Though the brown paper bag test is antiquated and frowned upon as a shameful moment in African-American history, the ideals behind the practice still lingers in the African-American community. Modern-day colorism rears its ugly head in the day to day lives of Black Americans every day. - Rivea Ruff

It would be the number one reason my sister and I would ever fight anyone and, believe me, girls went straight for my scalp to pull out my hair when that happened. We didn't tell our parents about every incident because we thought we'd be in trouble for it. It wasn't until Spike Lee's 1988 movie School Daze that I realized just how big an issue of colorism this was. That became even more clear after reading Toni Morrison's The Bluest Eye while I was in college.

My mother likes to cut pictures out into shapes. More importantly, she helped me be proud of all my heritage.

It is why, even as light as I am, that I cannot wake up one day and forget about color. If I turned too brown in the summer months I was accused of "trying to be Black" or when the winter months of paleness got me teased in the other direction. "You are so White." or worse, "You're high yella."

On our way down South we took sandwiches so we wouldn't have to stop. On more than one occasion, my father would have to assess a situation before we stopped to ensure that we wouldn't be harassed for being with him. By the time the sun got to us at the end of the summer, we looked more like we "belonged" with him and didn't get asked by strangers if we were supposed to be with him. There was freedom in our trips back home to Chicago and the nuance of that was lost on me as a child. Sure, it was exciting to finally be going home, but the freedom of the ride? I didn't understand that as a child.

The implication that our father kidnapped us was a constant reminder that this nation didn't recognize us as a family. Moreso this was an issue with me and not my sister who is darker with brown eyes. When it did happen, though, it only ever came from White adults, mostly women whose children were nearby. 

I recall that both of my parents were questioned by friends or family about their intentions of raising us. What I didn't comprehend was the true meaning behind this question. "Are you raising them as Black or White?" was what they didn't say, but it was there. Both gave varied answers that ranged from "We're raising them as children in our family" to the pointed "We're raising them the way the world will see them: as Black." 

Which is how it worked out even visiting our Northern relatives on farms throughout Minnesota, Iowa, and the Dakotas. If I jumped in the pool and my hair magically changed texture I was forced to answer questions about it. Why it does that and what I can make it do and how come it looks so nappy. 

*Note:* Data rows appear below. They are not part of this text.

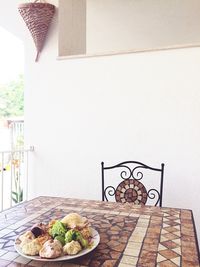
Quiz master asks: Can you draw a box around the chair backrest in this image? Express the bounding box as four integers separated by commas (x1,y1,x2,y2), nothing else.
101,161,164,207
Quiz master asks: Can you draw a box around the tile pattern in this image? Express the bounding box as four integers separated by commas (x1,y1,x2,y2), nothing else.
115,179,148,204
156,209,181,266
0,197,198,267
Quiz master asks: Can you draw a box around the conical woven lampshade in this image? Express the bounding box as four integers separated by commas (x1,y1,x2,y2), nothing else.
18,0,55,62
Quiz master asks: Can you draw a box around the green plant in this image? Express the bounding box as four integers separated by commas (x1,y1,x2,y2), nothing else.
0,74,24,118
11,159,24,204
12,189,23,203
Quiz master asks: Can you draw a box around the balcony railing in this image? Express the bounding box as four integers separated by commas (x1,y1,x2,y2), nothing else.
0,146,34,211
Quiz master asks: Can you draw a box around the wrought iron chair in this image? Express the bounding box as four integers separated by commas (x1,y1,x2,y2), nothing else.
101,161,164,207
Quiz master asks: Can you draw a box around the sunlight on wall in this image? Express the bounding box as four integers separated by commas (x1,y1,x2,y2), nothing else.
0,26,24,84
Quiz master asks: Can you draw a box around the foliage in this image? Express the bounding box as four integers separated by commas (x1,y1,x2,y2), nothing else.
0,74,25,204
11,159,23,204
12,171,23,204
12,189,23,204
0,74,24,118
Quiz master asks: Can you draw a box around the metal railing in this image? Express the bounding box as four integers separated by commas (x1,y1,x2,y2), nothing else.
8,119,24,150
0,146,34,211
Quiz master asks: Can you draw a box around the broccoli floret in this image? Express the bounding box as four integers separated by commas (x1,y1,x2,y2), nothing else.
65,230,88,248
49,220,67,238
55,235,65,246
65,229,77,243
76,232,88,248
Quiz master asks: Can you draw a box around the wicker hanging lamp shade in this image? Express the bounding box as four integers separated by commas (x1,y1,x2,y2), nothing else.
18,0,55,62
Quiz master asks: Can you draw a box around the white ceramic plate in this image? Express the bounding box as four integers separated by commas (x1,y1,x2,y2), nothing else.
15,228,100,262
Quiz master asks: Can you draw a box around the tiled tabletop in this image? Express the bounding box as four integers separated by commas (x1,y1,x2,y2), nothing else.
0,196,199,267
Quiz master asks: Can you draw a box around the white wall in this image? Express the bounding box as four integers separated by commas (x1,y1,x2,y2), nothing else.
59,0,200,56
1,0,200,244
87,0,200,54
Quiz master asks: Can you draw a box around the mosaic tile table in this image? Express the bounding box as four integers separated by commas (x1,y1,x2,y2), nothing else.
0,196,199,267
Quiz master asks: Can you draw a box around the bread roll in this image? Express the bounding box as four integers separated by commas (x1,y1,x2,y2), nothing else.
39,239,63,258
21,239,42,256
63,240,82,255
61,213,88,229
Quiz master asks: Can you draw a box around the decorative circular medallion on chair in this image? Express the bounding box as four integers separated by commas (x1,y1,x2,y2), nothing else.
115,179,148,204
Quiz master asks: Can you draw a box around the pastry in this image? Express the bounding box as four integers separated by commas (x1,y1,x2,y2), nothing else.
18,231,35,248
63,240,82,255
39,239,63,258
61,213,88,229
21,239,42,256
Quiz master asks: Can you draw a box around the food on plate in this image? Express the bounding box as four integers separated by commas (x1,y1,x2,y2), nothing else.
18,231,35,247
16,212,94,259
54,235,65,246
21,239,42,256
39,239,63,258
61,213,88,229
65,229,88,248
19,231,35,243
65,229,77,243
49,220,67,238
31,223,46,237
63,240,82,255
80,226,92,239
36,233,51,246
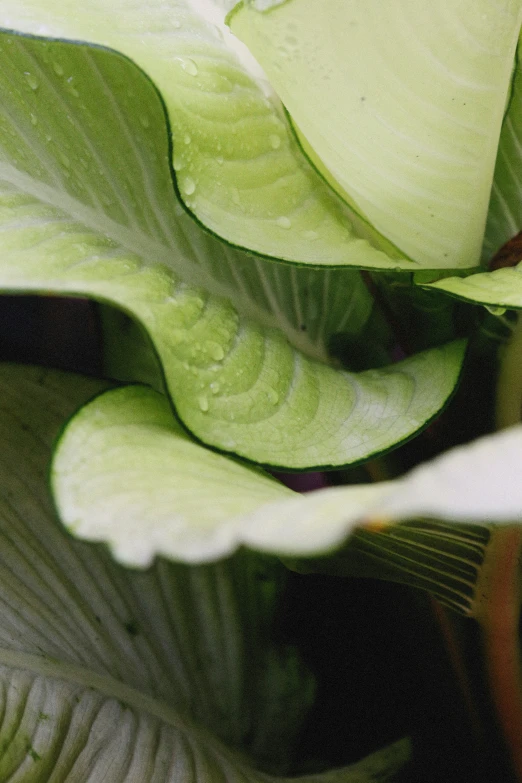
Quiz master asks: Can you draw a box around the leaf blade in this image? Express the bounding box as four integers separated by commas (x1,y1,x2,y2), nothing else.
230,0,522,269
0,1,415,269
0,31,465,469
0,363,412,782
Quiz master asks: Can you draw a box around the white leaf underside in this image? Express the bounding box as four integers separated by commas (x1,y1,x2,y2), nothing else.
0,363,412,782
52,383,522,567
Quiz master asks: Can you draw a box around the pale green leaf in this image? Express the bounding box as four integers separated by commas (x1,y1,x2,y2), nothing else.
0,362,410,782
230,0,522,269
483,31,522,262
0,0,415,269
52,383,522,565
0,31,464,468
422,264,522,309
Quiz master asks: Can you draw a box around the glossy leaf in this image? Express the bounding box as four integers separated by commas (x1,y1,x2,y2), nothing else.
0,0,413,269
0,31,464,468
53,383,522,565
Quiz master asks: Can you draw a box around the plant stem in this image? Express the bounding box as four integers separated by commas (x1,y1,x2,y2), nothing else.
474,526,522,780
495,312,522,430
430,598,483,743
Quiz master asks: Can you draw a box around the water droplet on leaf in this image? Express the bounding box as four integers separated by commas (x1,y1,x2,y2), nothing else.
269,134,281,149
276,216,291,229
182,176,196,196
180,58,198,76
209,343,225,361
23,72,39,91
198,394,209,412
485,305,507,316
140,115,150,129
53,62,64,76
267,387,279,405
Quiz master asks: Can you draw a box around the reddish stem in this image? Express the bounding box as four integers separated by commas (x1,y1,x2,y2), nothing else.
475,526,522,779
489,231,522,271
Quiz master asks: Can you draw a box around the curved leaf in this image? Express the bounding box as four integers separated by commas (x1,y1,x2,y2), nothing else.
0,32,465,468
483,32,522,262
0,0,414,269
422,264,522,309
0,363,410,782
52,383,522,565
230,0,522,269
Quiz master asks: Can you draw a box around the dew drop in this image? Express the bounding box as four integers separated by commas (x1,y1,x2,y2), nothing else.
60,152,71,169
53,61,64,76
30,113,38,126
269,134,281,149
182,176,196,196
173,153,185,171
267,387,279,405
66,76,80,97
276,216,292,229
302,229,318,241
140,115,150,129
180,57,198,76
198,394,209,412
216,155,224,165
485,305,507,316
210,382,221,395
23,72,39,91
209,343,225,361
183,133,191,145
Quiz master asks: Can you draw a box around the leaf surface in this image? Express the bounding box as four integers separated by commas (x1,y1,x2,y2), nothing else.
52,383,522,564
0,362,410,782
230,0,522,269
0,0,415,269
0,31,464,468
483,31,522,262
422,265,522,308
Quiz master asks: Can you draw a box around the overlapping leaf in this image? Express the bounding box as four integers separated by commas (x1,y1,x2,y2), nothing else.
53,382,522,566
0,30,464,469
230,0,522,269
0,0,413,268
482,31,522,262
0,362,410,782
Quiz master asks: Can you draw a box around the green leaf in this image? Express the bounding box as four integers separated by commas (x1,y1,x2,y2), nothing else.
229,0,522,269
0,362,410,781
483,31,522,262
52,382,522,565
0,0,415,269
0,31,465,468
422,264,522,309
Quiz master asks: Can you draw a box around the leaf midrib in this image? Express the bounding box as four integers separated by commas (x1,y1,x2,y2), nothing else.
0,161,331,362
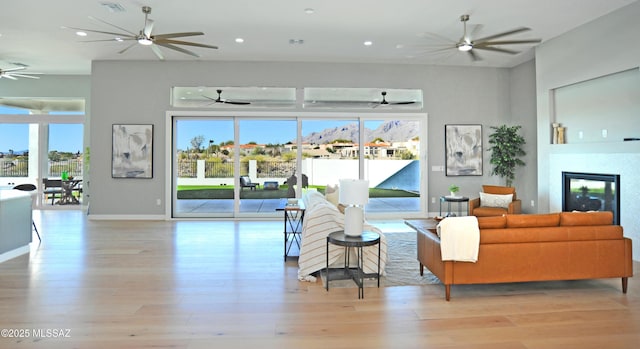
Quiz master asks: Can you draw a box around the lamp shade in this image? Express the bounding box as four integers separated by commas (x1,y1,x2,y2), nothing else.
339,179,369,206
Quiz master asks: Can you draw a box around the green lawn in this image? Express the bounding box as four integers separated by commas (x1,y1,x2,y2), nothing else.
176,185,418,199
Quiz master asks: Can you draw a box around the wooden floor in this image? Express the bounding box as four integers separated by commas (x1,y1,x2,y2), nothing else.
1,210,638,349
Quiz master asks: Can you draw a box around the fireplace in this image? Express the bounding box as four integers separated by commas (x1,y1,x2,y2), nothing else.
562,172,620,224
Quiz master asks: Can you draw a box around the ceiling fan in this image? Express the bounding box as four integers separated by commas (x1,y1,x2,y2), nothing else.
68,6,218,60
0,66,41,80
424,14,542,61
305,90,417,108
375,91,416,107
202,89,251,105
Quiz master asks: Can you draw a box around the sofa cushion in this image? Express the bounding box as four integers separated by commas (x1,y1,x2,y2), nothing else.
473,206,508,217
324,184,339,207
303,190,329,210
506,213,560,228
560,211,613,226
480,225,623,244
477,215,507,229
479,192,513,208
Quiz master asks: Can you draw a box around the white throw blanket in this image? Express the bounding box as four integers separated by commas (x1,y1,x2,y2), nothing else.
297,192,387,281
436,216,480,262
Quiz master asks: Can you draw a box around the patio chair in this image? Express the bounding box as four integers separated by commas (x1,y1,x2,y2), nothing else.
42,178,63,204
239,175,259,190
12,183,41,241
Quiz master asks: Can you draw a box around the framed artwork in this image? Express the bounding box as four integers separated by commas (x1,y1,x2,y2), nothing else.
112,124,153,178
445,124,482,176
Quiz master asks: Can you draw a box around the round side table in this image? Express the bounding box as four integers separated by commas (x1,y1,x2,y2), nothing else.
439,196,469,217
325,230,381,299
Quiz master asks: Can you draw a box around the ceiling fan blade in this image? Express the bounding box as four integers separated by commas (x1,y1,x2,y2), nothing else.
473,46,520,55
474,27,531,43
223,100,251,105
156,43,199,57
155,38,218,49
469,23,484,39
10,74,41,79
201,95,217,101
118,42,137,54
390,101,416,105
81,38,135,43
151,45,165,60
3,75,18,80
144,19,154,38
88,16,137,36
66,26,134,38
419,32,457,44
476,39,542,46
467,50,481,61
153,32,205,39
2,67,26,72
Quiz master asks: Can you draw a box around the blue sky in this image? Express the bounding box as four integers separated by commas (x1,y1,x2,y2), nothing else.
176,119,383,150
0,106,83,154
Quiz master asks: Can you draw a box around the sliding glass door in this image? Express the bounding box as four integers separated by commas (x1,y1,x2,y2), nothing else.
173,118,235,217
171,113,425,218
238,119,296,214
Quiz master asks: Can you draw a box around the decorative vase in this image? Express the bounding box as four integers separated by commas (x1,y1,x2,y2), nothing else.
450,191,457,197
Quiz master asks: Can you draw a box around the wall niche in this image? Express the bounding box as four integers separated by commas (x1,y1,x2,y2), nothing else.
551,68,640,144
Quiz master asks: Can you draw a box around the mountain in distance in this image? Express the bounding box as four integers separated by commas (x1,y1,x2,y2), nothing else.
301,120,419,144
0,149,28,156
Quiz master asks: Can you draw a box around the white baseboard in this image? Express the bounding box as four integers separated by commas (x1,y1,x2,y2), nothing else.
0,245,30,263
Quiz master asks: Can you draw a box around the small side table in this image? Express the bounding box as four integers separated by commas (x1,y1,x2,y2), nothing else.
439,196,469,217
326,231,381,299
276,201,305,260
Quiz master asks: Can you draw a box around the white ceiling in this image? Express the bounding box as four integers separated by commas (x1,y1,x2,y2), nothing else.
0,0,637,75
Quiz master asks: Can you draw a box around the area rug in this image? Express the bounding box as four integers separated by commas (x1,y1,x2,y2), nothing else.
321,231,441,288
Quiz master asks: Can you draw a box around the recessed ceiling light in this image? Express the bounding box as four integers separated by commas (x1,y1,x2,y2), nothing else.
364,41,373,46
76,31,87,37
289,39,304,45
304,8,315,14
235,38,244,43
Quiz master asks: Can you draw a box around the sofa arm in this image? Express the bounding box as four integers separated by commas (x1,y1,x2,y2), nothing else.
469,197,481,215
508,199,522,214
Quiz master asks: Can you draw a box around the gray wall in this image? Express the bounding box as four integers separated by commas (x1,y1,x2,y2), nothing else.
89,60,537,217
535,1,640,260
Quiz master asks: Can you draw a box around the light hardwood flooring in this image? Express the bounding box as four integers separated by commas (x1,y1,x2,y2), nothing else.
1,210,638,348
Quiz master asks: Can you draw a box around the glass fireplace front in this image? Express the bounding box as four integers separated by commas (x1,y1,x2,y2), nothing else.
562,171,620,224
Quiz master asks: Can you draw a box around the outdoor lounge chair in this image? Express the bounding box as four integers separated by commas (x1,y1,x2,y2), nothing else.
239,176,259,190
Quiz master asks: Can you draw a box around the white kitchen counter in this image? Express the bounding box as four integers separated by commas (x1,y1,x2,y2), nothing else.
0,190,33,262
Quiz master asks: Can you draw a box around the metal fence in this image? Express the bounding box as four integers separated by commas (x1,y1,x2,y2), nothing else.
177,159,295,178
1,158,295,179
0,158,83,178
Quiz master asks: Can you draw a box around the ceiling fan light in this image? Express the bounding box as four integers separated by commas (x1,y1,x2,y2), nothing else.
457,42,473,51
138,37,153,45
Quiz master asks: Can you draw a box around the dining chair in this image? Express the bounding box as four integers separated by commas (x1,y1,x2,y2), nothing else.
12,183,41,242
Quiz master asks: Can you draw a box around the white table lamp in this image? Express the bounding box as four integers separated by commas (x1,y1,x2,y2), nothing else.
339,179,369,236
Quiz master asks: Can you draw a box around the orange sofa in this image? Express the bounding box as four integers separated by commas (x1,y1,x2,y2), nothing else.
406,211,633,301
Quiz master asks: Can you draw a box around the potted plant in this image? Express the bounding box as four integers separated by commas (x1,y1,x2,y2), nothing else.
448,184,460,197
487,125,526,187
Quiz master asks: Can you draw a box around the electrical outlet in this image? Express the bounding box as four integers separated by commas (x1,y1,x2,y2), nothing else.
156,199,161,206
531,200,535,207
602,129,608,138
431,197,436,204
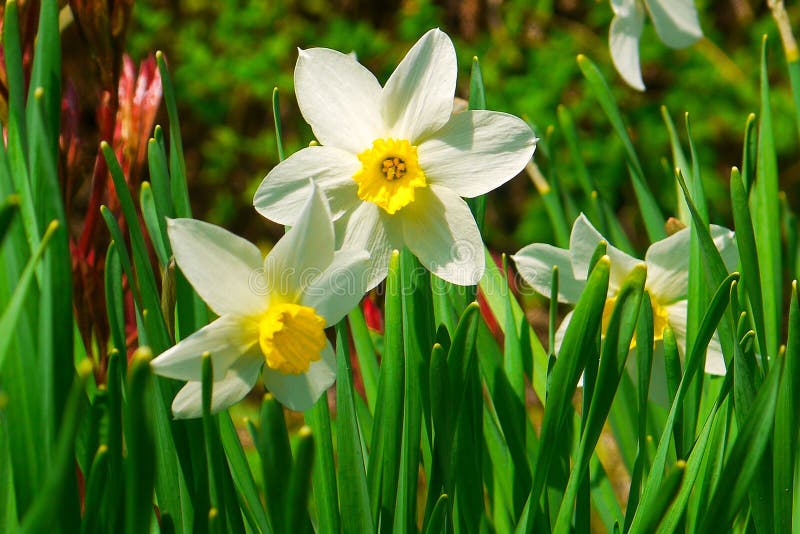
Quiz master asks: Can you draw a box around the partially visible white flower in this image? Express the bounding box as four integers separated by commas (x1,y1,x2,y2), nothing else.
151,184,370,418
512,213,738,376
610,0,703,90
253,28,537,289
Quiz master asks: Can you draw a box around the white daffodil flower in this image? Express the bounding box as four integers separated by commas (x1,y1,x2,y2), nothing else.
151,184,370,418
610,0,703,90
512,213,738,376
253,28,537,288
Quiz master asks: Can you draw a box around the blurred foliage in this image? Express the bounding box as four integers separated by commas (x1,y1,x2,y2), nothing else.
127,0,800,254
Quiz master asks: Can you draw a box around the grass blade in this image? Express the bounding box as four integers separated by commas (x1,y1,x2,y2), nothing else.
751,35,782,360
336,320,375,532
0,220,57,370
285,427,314,533
697,349,784,532
773,282,800,532
628,272,739,532
367,250,404,529
305,392,340,534
124,350,157,534
554,264,646,534
519,253,610,531
18,361,92,534
576,54,664,243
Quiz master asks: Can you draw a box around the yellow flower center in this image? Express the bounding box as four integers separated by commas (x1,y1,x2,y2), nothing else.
601,294,669,349
258,302,326,375
352,138,427,214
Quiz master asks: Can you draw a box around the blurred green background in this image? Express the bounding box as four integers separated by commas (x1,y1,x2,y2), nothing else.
126,0,799,255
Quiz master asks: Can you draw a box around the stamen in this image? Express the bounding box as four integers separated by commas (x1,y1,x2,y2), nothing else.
352,138,427,214
259,302,326,375
381,157,407,181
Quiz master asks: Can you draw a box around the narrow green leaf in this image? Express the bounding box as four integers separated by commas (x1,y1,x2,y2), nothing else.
698,350,784,532
554,264,646,534
30,89,74,491
305,394,340,534
0,196,19,246
105,243,127,355
101,142,170,351
259,394,292,531
348,305,379,411
751,35,782,360
336,320,375,533
395,250,432,532
519,254,610,531
629,273,738,532
628,462,685,534
480,246,549,397
201,355,229,531
80,446,110,534
660,107,692,224
576,54,665,243
155,52,191,218
124,350,156,534
4,0,27,153
104,350,124,532
741,113,757,193
623,294,655,531
147,133,174,219
662,326,683,454
0,400,19,533
774,282,800,533
219,413,273,534
368,250,404,528
18,360,92,534
657,371,733,534
285,427,314,533
730,167,767,358
0,220,57,369
140,182,169,267
423,494,449,534
466,56,487,231
448,302,484,529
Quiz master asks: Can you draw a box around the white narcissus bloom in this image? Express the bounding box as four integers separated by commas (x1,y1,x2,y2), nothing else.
512,213,738,376
610,0,703,90
151,184,369,418
253,28,537,289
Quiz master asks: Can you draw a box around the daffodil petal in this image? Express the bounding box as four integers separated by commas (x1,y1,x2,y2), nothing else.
401,185,484,286
645,224,737,304
710,224,739,272
569,213,640,293
167,218,266,317
554,310,573,356
301,249,371,326
150,315,259,381
263,182,335,299
381,28,457,142
171,351,263,419
644,227,692,303
262,340,336,412
418,110,537,197
704,333,728,375
253,146,360,226
609,0,646,91
337,201,395,291
664,300,725,375
512,244,584,304
294,47,383,153
644,0,702,49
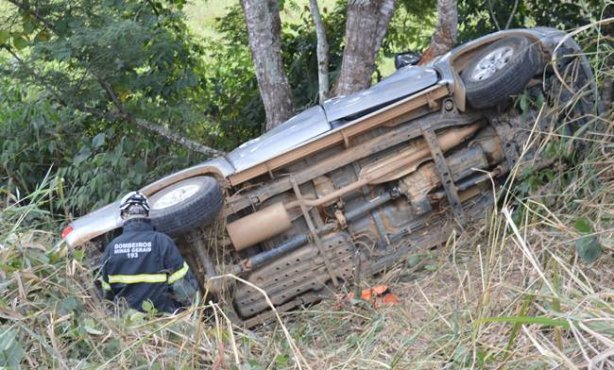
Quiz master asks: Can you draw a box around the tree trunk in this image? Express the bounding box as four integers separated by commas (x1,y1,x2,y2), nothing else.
373,0,397,56
333,0,397,97
309,0,330,103
419,0,457,65
241,0,295,131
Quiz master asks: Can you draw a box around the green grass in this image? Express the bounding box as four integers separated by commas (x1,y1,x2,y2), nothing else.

All of this is why I see color in everything, good or bad. I'll take the accusations now because this shaped me and the space I occupy. It's why when, recently, a distant relative on The Cuban's side of the family, someone told a story about accidentally buying one of Hallmark's Mahogany cards. He was telling the story as if it were some joke because HA HA I BOUGHT A BLACK CARD FOR A WHITE PERSON and everyone, including The Cuban's parents, were immediatly uncomfortable and shifted in their seats because why was he telling this story in front of me?